Kansas City Fed President Thomas Hoening’s speech yesterday is one of the most encouraging things I had heard from a central banker in a couple of decades:
“…I suggest that the problem with SIFIs is they are fundamentally inconsistent with capitalism. They are inherently destabilizing to global markets and detrimental to world growth. So long as the concept of a SIFI exists, and there are institutions so powerful and considered so important that they require special support and different rules, the future of capitalism is at risk and our market economy is in peril.
To more fundamentally address this issue, we must go beyond today’s Dodd-Frank. We must confine the use of the safety net to its original intent. We must reduce the artificial complexity of existing financial structures. The rewards of success must be balanced against the credible consequences of failure. In achieving such goals, we will enhance the stability of the fundamental mechanism through which monetary policy is conducted and the economy depends.
The U.S. economy is the most successful in the history of the world. It achieved this success because it is based on the rules of capitalism, in which private ownership dominates markets and individuals reap the rewards of their success. However, for capitalism to work, businesses, including financial firms, must be allowed, or compelled, to compete freely and openly and must be held accountable for their failures. Only under these conditions do markets objectively allocate credit to those businesses that provide the highest value…

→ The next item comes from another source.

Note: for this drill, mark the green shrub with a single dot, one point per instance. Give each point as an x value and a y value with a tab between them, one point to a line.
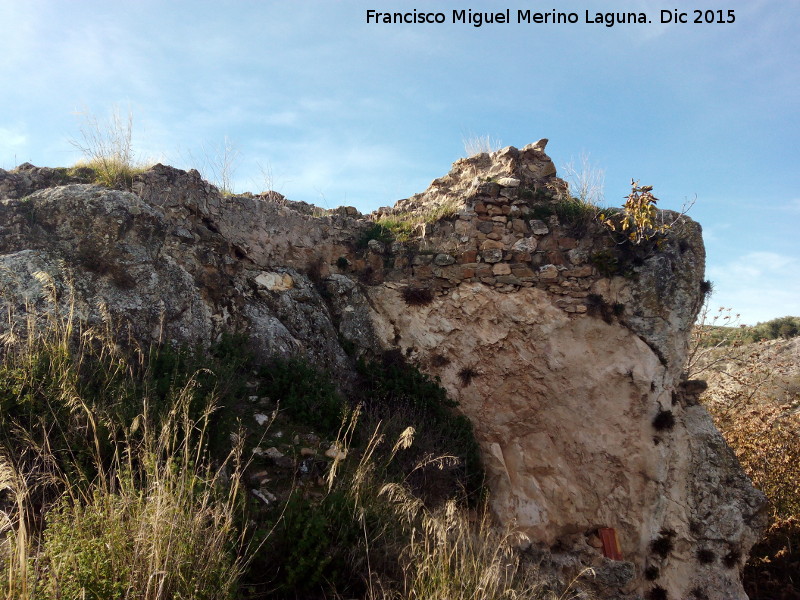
400	395
378	231
306	394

After the Great Depression, the Federal Deposit Insurance Corp. was created to provide limited deposit insurance to protect small depositors and to further increase the resiliency of the financial system.
Then, over the past 30 years, this safety net has expanded far beyond its original intent. More recently, Glass-Steagall was repealed, giving high-risk firms almost unlimited access to funds generated through their new access to the safety net. Finally, following a series of crises during the late 1980s and 1990s, the government confirmed that because of systemic impact, some institutions were just too big to fail—the largest institutions could put money in nearly any asset regardless of risk, and their creditors would not be held accountable for the risk taken. Predictably, the industry’s risk profile increased dramatically. The SIFI was born…
Now, with their bailout costs amounting to billions of taxpayer dollars, SIFIs are larger than ever. Strikingly, they are arguing that they should not be held to stronger capital standards if the United States hopes to remain globally competitive. That assertion is nonsense. The remainder of my remarks today will describe how the United States can achieve a stronger, more stable financial system in order to secure its future as a global economic leader.”
He goes on to make some key points that include (my words):
1. Financial institutions cannot self-regulate, never could, never will.
2. Restoring Glass-Steagall-type boundaries is crucial so that institutions that have access to the government safety net are restricted to the core activities that the safety net was intended to protect—making loans and taking deposits—and related activities. All other risk-seeking and magnifying activities must be left to the self-insurance of those seeking the profits. When they blow up they fail on their own dime.
3. The shadowing banking system must be reformed in its present use of the repo market.
“The financial system has become far less competitive and far more volatile with the onset of systemically important institutions. Though large firms remain a critical part of our economic system in the United States, they should not become so dominant that they become unaccountable to our capitalistic system. We can make the necessary reforms to end the unique status of the SIFI and, in doing so, restore much of our global competitive vigor. Only from a position of financial strength can the United States remain the global economic leader.”